A guerra do Afeganistão, por exemplo, foi muito discutida em seu aspecto moral. Aproveitou da fragilidade da população no contexto da tragédia do 11/09 para empreender uma missão estratégica em um país de importância geopolítica no Oriente Médio, contra um inimigo sem face, difícil de ser detectado e derrotado. Atualmente esse mesmo discurso parece desaparecer nos anos finais da guerra. Não há glória ao povo estadunidense, os soldados questionam a resiliência do Taliban e da Al Qaeda (clique aqui para um artigo sobre isso) e nem mesmo a população parece acreditar mais na causa. Aquela obrigação moral parecia se sustentar apenas em um contexto específico. 

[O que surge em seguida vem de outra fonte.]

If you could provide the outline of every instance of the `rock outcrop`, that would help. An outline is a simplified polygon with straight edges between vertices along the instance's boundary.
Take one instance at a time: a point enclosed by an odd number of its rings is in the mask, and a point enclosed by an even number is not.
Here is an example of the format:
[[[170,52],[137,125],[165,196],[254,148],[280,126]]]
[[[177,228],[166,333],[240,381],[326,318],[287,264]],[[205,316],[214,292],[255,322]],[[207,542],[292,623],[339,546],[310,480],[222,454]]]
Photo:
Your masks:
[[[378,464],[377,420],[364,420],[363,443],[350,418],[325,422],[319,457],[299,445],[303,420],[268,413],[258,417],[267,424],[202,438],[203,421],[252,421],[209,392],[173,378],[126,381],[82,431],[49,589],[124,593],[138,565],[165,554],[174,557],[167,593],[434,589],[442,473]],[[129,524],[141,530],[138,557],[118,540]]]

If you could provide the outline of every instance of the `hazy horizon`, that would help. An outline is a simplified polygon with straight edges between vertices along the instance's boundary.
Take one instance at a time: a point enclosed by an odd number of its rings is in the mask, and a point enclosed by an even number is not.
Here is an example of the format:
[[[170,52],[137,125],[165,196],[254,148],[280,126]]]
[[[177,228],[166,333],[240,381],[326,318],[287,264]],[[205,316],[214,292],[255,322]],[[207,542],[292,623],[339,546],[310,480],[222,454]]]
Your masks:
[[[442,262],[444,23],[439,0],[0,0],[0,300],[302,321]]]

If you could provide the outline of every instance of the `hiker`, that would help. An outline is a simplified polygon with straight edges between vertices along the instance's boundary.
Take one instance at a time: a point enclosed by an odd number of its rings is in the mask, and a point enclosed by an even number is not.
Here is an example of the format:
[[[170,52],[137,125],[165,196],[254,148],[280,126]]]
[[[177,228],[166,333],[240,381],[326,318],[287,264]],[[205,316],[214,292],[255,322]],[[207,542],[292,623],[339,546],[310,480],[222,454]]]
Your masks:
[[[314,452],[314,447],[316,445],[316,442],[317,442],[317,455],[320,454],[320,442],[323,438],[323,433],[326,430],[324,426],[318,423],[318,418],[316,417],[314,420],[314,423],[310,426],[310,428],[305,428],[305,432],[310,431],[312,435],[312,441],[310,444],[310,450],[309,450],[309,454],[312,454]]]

Após 11 anos, o discurso desmorona e das palavras faz-se o silêncio. A disseminação do ódio contra os Estados Unidos nos países muçulmanos coloca-se como algo que reforça a perda de popularidade da guerra. Parece que, cada vez mais, aumenta o número de pessoas, tanto entre a população civil, quanto entre os militares que não entende mais essa guerra como necessária. A OTAN já havia refeito sua estratégia para suspender sua atuação no país e, agora, Obama retirou os 33 mil contingentes adicionais que enviou em 2010. Imaginava-se que, como foi na morte de Bin Laden, essa redução de soldados na região iria poder ser transformada em capital político para o “Obaminha paz e amor”. Bom, não foi dessa vez. Nem o presidente, nem o general responsável pelas tropas no país e nem mesmo o presidente afegão, Hamid Karzai, fizeram o anúncio. O comunicado emitido pelo secretário de Defesa, Leon Panetta, enquanto viaja à Nova Zelândia. Não que ele não seja uma autoridade importante, mas substituiu-se a possibilidade de se obter um capital político interessante, por um anúncio burocrático em low profile. 

Isso demonstra duas coisas. A primeira, como já dissemos, que o argumento moral dessa guerra já está dissolvido e o que resta é uma espécie de novo Vietnã. Com a diferença de que não há tantas mortes de americanos e nem vitória do outro lado; apenas sua não-derrota, que, para os grupos terroristas, já significa um duro golpe político ao Tio Sam. A segunda é que, não sem razão, o governo Obama e a OTAN estão morrendo de medo das reações dos países com grandes concentrações de muçulmanos. E essa onda de violência também escancara o estado frágil que essa guerra se encontra hoje, pois os ganhos de manter as tropas por lá, com a intensificação dos protestos antiamericanos no Afeganistão (e mundo afora) e de atentados contra militares na região, não parece exceder os custos. 

O argumento que sustenta essa guerra já se foi. O que resta é a luta de soldados que não compreendem a tamanha resiliência do inimigo e de governantes que não parecem querer comentar muito sobre o que tem se passado por lá. Em uma guerra sem glória, aceitar a derrota seria aceitar a limitação da política externa americana na região, algo que, certamente Obama não gostaria de fazer. Assim a guerra arrasta-se.